Analista e analisada se apaixonam e passam a morar juntos. Dona de um olhar angustiado, Chloé acaba descobrindo que Paul tem um irmão gêmeo, nunca mencionado. A curiosidade a leva a mergulhar profundamente num relacionamento doentio com Louis (Jérémie Renier), a cópia negativa do então amado. As abordagens psicanalíticas dos dois são diferentes, bem como seus comportamentos amorosos. Um é ouvinte e discreto; o outro é falador e acossa a jovem como se fosse um predador. O Amante Duplo recorre à dualidade bondade/maldade encarnada em gêmeos idênticos, algo que remete imediatamente aos Mantle (interpretados por Jeremy Irons) de Gêmeos: Mórbida Semelhança (1966). Renier dá conta de desenhar as diferenças dos irmãos, tratando de construir personalidades bem conflitantes, o que garante a distinção, embora isso seja facilitado pela manutenção deles em cenários próprios, diretamente ligados a cada um. É Marine Vacth, porém, quem precisa demonstrar mais vulnerabilidade e densidade, o que faz com valor.

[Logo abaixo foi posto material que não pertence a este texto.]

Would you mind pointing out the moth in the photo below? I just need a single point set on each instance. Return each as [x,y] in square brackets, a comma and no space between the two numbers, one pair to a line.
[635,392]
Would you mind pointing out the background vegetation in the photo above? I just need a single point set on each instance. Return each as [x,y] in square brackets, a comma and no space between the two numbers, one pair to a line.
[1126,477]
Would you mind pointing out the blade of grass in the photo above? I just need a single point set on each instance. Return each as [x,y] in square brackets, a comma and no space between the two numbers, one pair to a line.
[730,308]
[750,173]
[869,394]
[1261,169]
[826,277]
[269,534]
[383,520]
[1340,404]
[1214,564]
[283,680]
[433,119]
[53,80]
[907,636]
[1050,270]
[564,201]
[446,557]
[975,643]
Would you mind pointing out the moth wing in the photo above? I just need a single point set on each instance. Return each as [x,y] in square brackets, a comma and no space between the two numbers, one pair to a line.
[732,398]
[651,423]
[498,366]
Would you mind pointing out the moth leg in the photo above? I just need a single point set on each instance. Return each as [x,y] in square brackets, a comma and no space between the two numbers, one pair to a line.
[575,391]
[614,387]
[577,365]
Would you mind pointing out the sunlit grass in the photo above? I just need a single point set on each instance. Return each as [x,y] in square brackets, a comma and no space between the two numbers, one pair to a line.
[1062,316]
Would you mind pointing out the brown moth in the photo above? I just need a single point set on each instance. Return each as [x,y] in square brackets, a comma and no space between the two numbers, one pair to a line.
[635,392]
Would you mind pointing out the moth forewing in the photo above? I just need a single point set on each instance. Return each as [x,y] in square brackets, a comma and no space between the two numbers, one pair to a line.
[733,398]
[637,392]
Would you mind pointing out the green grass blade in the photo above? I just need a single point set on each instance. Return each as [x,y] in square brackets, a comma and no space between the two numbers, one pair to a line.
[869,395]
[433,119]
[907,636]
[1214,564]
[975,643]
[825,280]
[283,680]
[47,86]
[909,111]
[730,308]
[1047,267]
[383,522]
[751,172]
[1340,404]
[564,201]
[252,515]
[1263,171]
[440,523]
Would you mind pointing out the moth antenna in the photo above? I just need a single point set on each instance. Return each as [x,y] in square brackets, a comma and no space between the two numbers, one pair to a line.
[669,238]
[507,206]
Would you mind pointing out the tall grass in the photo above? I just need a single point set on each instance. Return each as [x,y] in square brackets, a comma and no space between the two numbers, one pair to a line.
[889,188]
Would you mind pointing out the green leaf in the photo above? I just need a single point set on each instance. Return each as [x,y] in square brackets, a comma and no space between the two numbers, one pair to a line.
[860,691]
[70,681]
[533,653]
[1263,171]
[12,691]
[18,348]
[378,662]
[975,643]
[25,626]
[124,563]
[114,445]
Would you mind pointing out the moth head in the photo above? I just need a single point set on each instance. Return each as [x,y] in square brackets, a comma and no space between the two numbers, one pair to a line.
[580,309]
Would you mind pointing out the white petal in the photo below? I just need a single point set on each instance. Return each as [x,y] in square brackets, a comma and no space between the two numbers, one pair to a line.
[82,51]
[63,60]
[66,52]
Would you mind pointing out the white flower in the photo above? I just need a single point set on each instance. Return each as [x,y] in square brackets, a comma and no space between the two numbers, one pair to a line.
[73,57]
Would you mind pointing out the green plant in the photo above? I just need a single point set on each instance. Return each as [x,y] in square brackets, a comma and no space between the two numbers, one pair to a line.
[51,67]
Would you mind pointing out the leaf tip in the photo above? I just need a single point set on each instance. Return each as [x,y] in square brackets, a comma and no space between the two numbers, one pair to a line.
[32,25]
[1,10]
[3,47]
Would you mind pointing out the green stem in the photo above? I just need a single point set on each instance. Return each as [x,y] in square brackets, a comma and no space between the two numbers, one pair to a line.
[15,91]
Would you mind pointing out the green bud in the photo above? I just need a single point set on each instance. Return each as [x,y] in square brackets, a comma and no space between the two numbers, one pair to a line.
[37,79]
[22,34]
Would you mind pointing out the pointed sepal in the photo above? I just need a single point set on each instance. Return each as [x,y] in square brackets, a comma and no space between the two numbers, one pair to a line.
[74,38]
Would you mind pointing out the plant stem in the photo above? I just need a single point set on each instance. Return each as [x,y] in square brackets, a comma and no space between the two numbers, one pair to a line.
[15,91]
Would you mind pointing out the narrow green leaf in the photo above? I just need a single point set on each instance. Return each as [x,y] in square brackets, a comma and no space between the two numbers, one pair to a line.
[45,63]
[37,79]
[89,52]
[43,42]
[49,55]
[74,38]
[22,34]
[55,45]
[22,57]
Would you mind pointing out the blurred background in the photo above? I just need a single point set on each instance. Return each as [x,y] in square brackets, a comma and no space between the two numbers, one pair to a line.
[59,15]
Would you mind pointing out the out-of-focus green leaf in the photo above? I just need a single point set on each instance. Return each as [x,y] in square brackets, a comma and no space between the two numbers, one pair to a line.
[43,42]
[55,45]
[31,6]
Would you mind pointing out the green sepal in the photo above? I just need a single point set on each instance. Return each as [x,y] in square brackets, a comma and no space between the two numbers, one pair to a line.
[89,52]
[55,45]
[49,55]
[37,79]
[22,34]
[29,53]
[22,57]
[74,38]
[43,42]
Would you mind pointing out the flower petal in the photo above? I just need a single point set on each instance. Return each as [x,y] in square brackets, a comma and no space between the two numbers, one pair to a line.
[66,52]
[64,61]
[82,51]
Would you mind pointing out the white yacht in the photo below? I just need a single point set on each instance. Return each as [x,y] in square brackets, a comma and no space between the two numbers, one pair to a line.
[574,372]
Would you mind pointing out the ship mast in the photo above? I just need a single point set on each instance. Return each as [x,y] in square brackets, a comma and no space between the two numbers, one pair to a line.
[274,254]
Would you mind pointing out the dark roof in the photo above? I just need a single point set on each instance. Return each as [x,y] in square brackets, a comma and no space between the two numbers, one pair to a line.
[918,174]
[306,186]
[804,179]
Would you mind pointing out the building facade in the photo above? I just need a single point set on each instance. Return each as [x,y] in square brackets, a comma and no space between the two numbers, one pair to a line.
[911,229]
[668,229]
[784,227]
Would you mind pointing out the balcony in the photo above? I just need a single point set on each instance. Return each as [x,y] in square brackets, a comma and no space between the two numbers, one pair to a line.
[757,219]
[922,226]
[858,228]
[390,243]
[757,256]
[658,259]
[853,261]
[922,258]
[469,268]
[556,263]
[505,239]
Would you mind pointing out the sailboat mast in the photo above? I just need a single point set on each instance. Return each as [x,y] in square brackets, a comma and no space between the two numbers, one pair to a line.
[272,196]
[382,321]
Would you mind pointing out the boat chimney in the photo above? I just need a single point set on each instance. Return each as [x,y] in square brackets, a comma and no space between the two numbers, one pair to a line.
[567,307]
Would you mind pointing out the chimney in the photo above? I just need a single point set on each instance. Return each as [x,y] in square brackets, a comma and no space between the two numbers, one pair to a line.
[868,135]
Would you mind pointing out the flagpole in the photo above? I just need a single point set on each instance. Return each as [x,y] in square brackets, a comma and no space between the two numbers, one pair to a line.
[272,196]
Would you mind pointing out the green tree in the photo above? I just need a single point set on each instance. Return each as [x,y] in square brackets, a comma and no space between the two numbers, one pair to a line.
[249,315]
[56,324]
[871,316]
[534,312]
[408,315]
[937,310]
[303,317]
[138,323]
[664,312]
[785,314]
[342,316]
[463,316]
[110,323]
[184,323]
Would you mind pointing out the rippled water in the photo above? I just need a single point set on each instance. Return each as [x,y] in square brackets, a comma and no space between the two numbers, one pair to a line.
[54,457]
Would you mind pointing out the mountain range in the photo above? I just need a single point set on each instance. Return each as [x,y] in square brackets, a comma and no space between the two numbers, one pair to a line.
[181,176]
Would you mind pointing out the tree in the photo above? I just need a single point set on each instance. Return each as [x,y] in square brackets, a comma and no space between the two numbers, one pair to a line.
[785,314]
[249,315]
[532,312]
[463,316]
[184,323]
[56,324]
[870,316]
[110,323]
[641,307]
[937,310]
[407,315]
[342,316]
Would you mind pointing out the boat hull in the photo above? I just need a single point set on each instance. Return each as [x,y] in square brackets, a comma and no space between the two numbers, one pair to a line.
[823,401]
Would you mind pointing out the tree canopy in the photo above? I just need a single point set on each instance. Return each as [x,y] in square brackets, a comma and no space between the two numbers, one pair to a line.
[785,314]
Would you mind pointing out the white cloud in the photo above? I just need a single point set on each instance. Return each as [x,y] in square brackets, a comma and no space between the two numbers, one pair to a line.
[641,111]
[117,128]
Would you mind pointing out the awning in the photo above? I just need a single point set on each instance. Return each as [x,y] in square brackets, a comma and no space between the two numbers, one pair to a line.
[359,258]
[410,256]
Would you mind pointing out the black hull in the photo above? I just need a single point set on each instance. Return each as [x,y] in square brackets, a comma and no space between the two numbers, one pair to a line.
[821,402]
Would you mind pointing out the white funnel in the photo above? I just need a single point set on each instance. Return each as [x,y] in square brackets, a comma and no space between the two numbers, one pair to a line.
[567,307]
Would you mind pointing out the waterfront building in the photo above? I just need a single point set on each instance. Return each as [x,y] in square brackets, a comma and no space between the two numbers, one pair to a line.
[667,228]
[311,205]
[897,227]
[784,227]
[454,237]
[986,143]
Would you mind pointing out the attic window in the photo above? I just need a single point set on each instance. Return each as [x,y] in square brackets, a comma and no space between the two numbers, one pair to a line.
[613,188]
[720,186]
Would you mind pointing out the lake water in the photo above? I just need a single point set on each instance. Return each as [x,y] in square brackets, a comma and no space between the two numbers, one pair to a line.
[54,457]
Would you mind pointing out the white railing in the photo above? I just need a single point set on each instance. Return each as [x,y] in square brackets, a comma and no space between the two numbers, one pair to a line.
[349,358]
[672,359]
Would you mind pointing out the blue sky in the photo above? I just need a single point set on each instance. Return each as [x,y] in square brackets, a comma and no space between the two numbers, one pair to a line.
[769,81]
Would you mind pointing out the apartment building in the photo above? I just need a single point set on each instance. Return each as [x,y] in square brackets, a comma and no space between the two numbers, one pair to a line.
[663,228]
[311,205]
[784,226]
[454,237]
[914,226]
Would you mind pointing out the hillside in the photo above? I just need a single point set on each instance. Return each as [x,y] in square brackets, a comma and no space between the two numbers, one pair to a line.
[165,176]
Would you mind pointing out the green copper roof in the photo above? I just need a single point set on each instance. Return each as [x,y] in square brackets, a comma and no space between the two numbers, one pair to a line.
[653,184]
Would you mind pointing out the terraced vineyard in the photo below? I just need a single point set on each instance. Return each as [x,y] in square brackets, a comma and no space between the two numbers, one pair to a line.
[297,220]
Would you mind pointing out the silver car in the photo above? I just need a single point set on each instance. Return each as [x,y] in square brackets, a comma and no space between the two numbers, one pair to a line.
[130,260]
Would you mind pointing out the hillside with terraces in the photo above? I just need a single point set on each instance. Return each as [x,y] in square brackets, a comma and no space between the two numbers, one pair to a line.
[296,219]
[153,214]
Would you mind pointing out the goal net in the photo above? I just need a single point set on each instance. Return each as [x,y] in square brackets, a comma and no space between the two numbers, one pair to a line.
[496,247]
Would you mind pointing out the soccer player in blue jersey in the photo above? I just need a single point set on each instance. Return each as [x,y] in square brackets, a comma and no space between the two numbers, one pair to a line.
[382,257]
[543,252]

O longa-metragem se torna rapidamente refém do roteiro pouco inspirado, não competente para criar uma dinâmica profunda o suficiente a fim de desenvolver os temas acessados. É um thriller psicológico que visa manter o espectador em suspense através de frequentes pistas (algumas falsas, outras genuínas) e de uma encenação tecnicamente superior ao que apresenta. O sexo é um elemento central em O Amante Duplo, via pela qual determinadas complicações surgem. A orquestração de Ozon, contudo, torna os intercursos assépticos, destituindo sua conjuntura de uma voltagem erótica essencial. Certas cenas funcionam convenientemente para explicar circunstâncias capitais, como o passado de Chloé e o envolvimento dos gêmeos com uma desconhecida tornada inválida. O realizador, reconhecido como artífice sensível da representação das vicissitudes humanas, aqui se contenta em obscurecer tudo ao ponto de confundir, meramente, adiante oferecendo respostas às questões postas, contudo sem transcender o impacto da boa surpresa factual.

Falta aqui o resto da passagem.